There were three bitboard functions that had squares as parameters. Bitboard operations are meant to be low level and are called quite often. Removing the bit of code that checks if a square was valid in these functions was technically a breaking change, but it was reasonable tradeoff of speed vs correctness.

Reducing Slice Growths

This was definitely one of the biggest gains in performance.

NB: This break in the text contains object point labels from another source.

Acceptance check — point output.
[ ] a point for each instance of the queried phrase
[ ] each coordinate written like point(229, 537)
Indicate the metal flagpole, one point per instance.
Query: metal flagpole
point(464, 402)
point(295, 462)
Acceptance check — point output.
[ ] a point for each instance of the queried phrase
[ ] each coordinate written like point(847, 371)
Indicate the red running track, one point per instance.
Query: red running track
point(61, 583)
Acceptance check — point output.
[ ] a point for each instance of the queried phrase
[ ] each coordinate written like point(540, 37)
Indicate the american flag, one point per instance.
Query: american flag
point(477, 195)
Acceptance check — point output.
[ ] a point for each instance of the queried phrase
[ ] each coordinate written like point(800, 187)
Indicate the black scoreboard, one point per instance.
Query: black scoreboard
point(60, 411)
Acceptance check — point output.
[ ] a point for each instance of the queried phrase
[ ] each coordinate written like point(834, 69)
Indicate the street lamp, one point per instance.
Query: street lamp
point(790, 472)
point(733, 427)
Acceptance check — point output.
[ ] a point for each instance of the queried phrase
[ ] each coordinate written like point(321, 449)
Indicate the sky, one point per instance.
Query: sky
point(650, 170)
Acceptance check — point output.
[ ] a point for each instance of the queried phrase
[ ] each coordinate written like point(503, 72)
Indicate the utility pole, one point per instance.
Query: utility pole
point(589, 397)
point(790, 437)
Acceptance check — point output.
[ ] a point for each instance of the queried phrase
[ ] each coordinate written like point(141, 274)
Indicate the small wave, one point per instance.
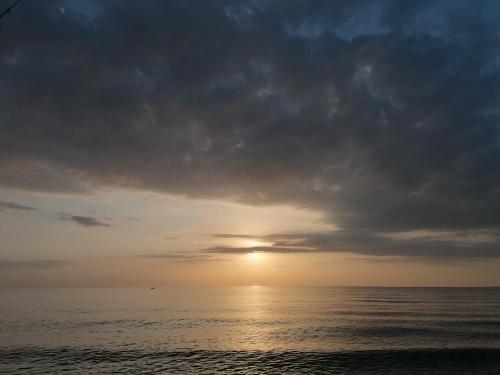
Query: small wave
point(35, 360)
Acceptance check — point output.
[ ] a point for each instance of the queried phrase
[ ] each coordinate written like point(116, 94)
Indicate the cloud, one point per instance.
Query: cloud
point(31, 264)
point(183, 257)
point(382, 115)
point(228, 235)
point(15, 206)
point(171, 238)
point(429, 245)
point(86, 221)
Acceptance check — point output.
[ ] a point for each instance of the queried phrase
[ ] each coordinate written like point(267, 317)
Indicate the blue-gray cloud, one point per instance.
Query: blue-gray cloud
point(381, 114)
point(86, 221)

By pre-allocating all the memory a slice might need on creation I was able to eliminate a ton of expensive slice growths in the move generation sections of my code.

Before Optimization

moves := make([]Move, 0)
moves = append(moves, pawnMoves(pos)...)
moves = append(moves, rookMoves(pos)...)
moves = append(moves, knightMoves(pos)...)
moves = append(moves, bishopMoves(pos)...)
moves = append(moves, queenMoves(pos)...)
moves = append(moves, kingMoves(pos)...)

After Optimization

pawnMoves := pawnMoves(pos)
rookMoves := rookMoves(pos)
knightMoves := knightMoves(pos)
bishopMoves := bishopMoves(pos)
queenMoves := queenMoves(pos)
kingMoves := kingMoves(pos)
moves := make([]Move, 0, len(pawnMoves)+len(rookMoves)+len(knightMoves)+len(bishopMoves)+len(queenMoves)+len(kingMoves))
moves = append(moves, pawnMoves...)
moves = append(moves, rookMoves...)
moves = append(moves, knightMoves...)
moves = append(moves, bishopMoves...)
moves = append(moves, queenMoves...)
moves = append(moves, kingMoves...)

Magic Bitboards

I would be lying if I said that I truly understood how magic bitboards work. But with a little help from the internet I was able to throw together an implementation of magic bitboards that would be crucial in bringing down my perft time from 11 seconds to below 8.

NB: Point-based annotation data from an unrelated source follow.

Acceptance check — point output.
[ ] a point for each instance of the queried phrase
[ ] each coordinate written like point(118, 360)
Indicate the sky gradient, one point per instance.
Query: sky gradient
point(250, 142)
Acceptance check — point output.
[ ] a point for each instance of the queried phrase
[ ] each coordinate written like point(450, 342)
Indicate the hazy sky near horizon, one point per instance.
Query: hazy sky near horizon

Many thanks to Chess Programming for providing an example implementation I could use. https://youtu.be/4ohJQ9pCkHI?si=OYqejChUKLDzd_-V

Other Changes

Of course there were many smaller optimizations applied throughout the codebase. But these were the major ones. I think these two images share the story well. The first one is the go profile output at the start, and the second one is the go profile output at the end. Just look at how much the total runtime for each of the functions has decreased. (You may want to open them in a separate tab to view them better).

Results

I did a bunch of testing, and I am quite surprised at how competitive my library seems to be. It is faster than all but one other chess libraries written in Golang. Here are the results of my testing in seconds.

Repository	Starting Position (Perft-6)	KiwiPete Position (Perft-5)	End Position (Perft-6)
brighamskarda/chess	7.58	12.04	0.69
CorentinGS/chess	32.49	52.94	4.95
dylhunn/dragontoothmg	1.44	1.46	0.22
keelus/chess	435	*	37.86
malbrecht/chess	77.39	147.97	5.44
eightsquared/chess	7.075	22.35	1.01

Of course, there are many chess engines written in go that are much faster than these, but in terms of chess libraries that are ready and easy to use, this is pretty much what there is. Even the dylhunn/dragontoothmg library, which is faster than mine, lacks pgn support.

In the end I am satisfied with these results for now. Calculating 15 million nodes per second, while not mind-boggling, is still an achievement. And it seems to be plenty sufficient for making 2000+ ELO engines.